La majorité des Japonais meurent désormais à l’hôpital. Sans aller jusqu’à l’aide active à mourir, des établissements se sont spécialisés dans les soins palliatifs. Mais ils sont inégalement répartis dans le pays. En outre, les aides-soignants sont en nombre insuffisant, en dépit d’une discrète ouverture à l’immigration d’étrangers qui sont formés au Japon.
D’autres approches fondées sur le sens communautaire, subsistent dans les « quartiers villages » des grandes villes. Dans ces ruelles bordées de modestes maisons individuelles survit un esprit d’entraide entre voisins qui entretient ce lien tenant à une présence, à des regards, des mains qui se touchent : autant d’attentions qui maintiennent dans la vie quotidienne ceux et celles qui s’en éloignent. Le ministère de la santé a ouvert dans chaque quartier des « groups homes », comparables aux crèches pour jeunes enfants. Une douzaine de personnes âgées y sont amenées pour y passer la journée par un véhicule de la municipalité. Un soulagement pour les familles : souvent, c’est la fille ou la bru qui doit s’occuper des parents – alors qu’elle-même n’est plus de prime jeunesse, selon la sociologue Muriel Jolivet, de l’université Sophia, à Tokyo, autrice de nombreux ouvrages sur le Japon.

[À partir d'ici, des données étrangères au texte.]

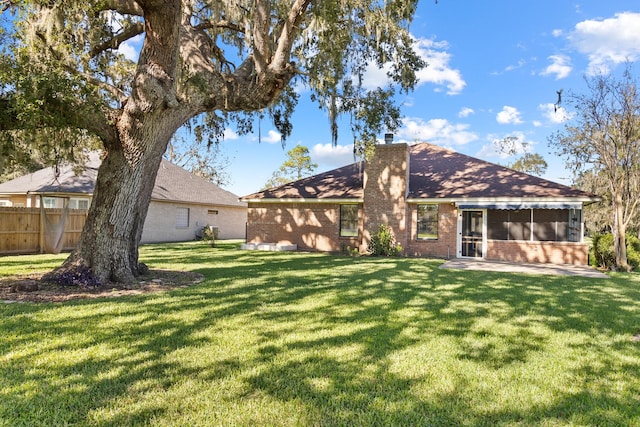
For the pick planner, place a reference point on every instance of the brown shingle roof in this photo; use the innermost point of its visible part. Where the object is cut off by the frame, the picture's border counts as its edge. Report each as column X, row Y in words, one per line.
column 440, row 173
column 341, row 183
column 435, row 172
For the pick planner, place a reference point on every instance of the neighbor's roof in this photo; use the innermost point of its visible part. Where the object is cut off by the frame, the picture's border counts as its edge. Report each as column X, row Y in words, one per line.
column 435, row 173
column 173, row 183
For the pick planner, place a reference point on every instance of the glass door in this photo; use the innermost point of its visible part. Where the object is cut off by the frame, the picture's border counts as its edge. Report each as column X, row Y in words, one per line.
column 471, row 233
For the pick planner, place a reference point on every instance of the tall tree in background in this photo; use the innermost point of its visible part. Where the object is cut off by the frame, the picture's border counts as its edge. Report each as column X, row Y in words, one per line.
column 201, row 63
column 298, row 165
column 531, row 163
column 605, row 139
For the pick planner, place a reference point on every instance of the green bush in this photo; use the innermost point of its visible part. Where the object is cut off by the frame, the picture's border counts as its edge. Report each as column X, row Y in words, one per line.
column 383, row 243
column 602, row 254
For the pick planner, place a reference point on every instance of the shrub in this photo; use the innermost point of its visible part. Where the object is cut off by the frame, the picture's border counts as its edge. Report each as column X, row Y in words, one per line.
column 383, row 243
column 210, row 234
column 603, row 255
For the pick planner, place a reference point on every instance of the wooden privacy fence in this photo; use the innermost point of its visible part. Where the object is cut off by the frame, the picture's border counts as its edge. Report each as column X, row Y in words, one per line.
column 21, row 229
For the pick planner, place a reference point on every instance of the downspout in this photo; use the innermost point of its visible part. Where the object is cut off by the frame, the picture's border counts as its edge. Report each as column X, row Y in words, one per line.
column 41, row 225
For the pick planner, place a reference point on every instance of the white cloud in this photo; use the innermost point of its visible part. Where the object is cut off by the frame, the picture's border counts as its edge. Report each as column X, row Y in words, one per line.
column 497, row 148
column 509, row 115
column 554, row 113
column 437, row 72
column 331, row 155
column 608, row 42
column 272, row 137
column 435, row 131
column 230, row 135
column 131, row 48
column 560, row 67
column 466, row 112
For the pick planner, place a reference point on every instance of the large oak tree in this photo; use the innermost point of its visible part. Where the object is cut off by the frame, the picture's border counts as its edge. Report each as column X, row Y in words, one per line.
column 203, row 63
column 603, row 144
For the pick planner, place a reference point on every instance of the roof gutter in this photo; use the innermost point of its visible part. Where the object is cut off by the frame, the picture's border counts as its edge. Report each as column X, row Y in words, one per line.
column 302, row 200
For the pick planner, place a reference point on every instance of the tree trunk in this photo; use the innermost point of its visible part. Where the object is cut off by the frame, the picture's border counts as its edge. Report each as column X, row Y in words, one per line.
column 619, row 234
column 108, row 247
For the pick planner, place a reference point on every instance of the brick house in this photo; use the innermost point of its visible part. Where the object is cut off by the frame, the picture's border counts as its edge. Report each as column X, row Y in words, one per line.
column 439, row 203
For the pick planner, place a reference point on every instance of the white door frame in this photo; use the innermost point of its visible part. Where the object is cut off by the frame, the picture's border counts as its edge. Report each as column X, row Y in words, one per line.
column 459, row 233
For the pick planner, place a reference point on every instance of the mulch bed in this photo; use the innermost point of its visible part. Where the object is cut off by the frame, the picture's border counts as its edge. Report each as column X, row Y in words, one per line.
column 31, row 289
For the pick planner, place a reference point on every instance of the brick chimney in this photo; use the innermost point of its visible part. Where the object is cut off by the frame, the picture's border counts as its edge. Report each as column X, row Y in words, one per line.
column 386, row 181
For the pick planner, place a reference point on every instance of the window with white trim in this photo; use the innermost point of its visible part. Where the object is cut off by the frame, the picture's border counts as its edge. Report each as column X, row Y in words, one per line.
column 428, row 222
column 182, row 217
column 348, row 220
column 78, row 203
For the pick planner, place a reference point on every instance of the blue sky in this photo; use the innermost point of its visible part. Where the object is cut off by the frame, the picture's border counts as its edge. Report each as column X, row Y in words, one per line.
column 494, row 69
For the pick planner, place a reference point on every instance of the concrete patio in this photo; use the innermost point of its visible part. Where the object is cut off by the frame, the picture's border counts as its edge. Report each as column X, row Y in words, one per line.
column 507, row 267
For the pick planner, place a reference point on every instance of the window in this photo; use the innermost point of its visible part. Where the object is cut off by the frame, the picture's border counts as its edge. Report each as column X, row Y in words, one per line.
column 49, row 202
column 520, row 224
column 79, row 204
column 575, row 225
column 349, row 220
column 182, row 217
column 427, row 222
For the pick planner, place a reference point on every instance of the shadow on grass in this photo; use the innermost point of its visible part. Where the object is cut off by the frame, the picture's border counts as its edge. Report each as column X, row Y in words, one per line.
column 343, row 341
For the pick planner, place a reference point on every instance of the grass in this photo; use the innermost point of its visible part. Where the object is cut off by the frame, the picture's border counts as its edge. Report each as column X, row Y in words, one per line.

Indifférence à l’égard des personnes âgées
Des temples bouddhistes accueillent des personnes âgées dans des sortes de « cafés » où elles peuvent parler avec le bonze de leurs inquiétudes. Des laïcs estiment toutefois que ces actions favorisent le prosélytisme – voire la captation des héritages par les temples. Selon Tsuneyoshi Okamura, responsable de l’équipe de recherches sur la démence sénile à l’Institut de gérontologie de Tokyo, « constamment confrontés aux demandes des patients auxquelles ils ne savent que répondre, les aides-soignants sont favorables aux rencontres avec des bonzes ».

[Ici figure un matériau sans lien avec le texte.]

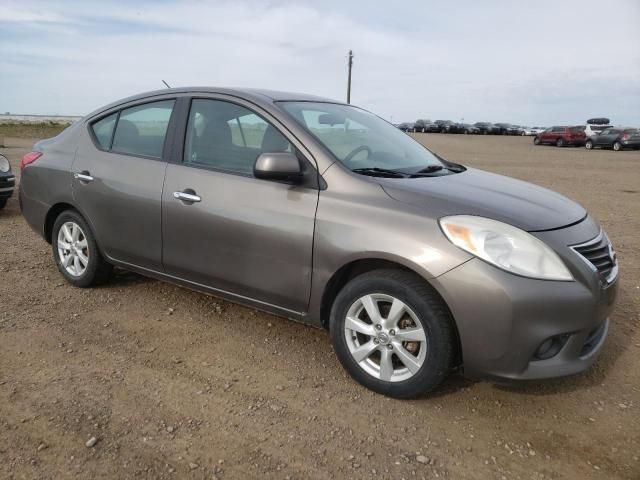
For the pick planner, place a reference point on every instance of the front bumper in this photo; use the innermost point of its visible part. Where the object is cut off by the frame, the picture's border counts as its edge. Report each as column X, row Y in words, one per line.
column 503, row 319
column 7, row 184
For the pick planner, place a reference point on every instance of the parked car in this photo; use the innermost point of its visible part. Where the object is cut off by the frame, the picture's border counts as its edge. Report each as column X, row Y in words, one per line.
column 422, row 126
column 468, row 129
column 432, row 128
column 506, row 129
column 615, row 138
column 323, row 212
column 537, row 130
column 407, row 126
column 596, row 125
column 443, row 126
column 7, row 181
column 561, row 136
column 486, row 128
column 591, row 130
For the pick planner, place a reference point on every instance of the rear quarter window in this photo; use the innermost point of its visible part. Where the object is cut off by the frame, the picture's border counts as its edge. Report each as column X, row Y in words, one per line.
column 103, row 130
column 142, row 129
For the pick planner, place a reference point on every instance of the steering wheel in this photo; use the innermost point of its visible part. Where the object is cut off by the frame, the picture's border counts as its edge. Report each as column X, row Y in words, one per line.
column 356, row 151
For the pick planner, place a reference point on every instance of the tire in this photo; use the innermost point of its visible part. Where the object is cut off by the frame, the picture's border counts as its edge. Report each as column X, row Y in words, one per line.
column 415, row 365
column 89, row 268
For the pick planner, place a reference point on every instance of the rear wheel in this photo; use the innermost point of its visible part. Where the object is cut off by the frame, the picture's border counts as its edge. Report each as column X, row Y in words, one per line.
column 76, row 252
column 392, row 333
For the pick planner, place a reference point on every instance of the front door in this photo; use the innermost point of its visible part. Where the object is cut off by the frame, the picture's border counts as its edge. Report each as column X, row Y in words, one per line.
column 244, row 236
column 118, row 176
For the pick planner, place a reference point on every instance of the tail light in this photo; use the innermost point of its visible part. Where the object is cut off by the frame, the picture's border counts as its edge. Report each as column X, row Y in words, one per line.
column 29, row 158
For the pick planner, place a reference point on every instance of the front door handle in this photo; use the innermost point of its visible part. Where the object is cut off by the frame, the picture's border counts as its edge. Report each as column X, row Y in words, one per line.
column 188, row 196
column 83, row 176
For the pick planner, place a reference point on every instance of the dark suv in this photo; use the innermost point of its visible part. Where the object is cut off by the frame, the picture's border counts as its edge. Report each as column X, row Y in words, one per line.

Cette compassion a pour revers, dans une partie de la population, une indifférence à l’égard des personnes âgées. Pour le révérend Sudo du temple Kudo-ji (département d’Aomori), « la mort effraie les jeunes mais, à en juger par leurs demandes, c’est moins le sort des autres, ou de leurs proches, que leur propre disparition qui les inquiète ». Dans un pays où se poursuit un rite de commémoration des ancêtres dans un acte de gratitude à leur égard, le respect des anciens semble aller de soi. Sans s’effacer, il tend à s’estomper.
« Se sentir indésirable »
« Autrefois, vivre longtemps était une aspiration de tout être humain. Aujourd’hui, vieillir c’est se sentir indésirable », disait la réalisatrice Chie Hayakawa à la sortie de son film Plan 75 (2022) dans lequel elle imaginait qu’un jour, les personnes âgées se verraient proposer par l’État une euthanasie volontaire, afin d’alléger le « fardeau » du maintien en vie de ces « improductifs ». Son film est le fruit d’entretiens avec une dizaine de femmes âgées qui lui ont fait part de ce sentiment de se sentir « de trop ».
Beaucoup de personnes âgées vivent seules : 6,7 millions sur les 35 millions de plus de 65 ans (près d’un tiers de la population) selon une enquête du ministère de la santé, du travail et de la protection sociale de 2021. Certains de ces esseulés meurent comme ils ont vécu : discrètement. On ne découvre le corps de « ces morts qui n’intéressent personne », comme les nomme le docteur Kobori, que des jours plus tard. Le phénomène porte un nom (« kodokushi », soit « mort solitaire »), mais, sans définition légale, il ne fait pas l’objet de statistiques. Alarmant au cours de la pandémie, il a donné naissance à des petites entreprises spécialisées dans le nettoyage des lieux à la suite de la découverte d’un décès. Il semble avoir régressé.
L’isolement commence à être reconnu comme un problème social. En 2021, a été créé un poste de ministre chargé du problème de la solitude dont l’une des missions est d’identifier les personnes âgées vivant seules et d’organiser des visites régulières de volontaires à leur domicile.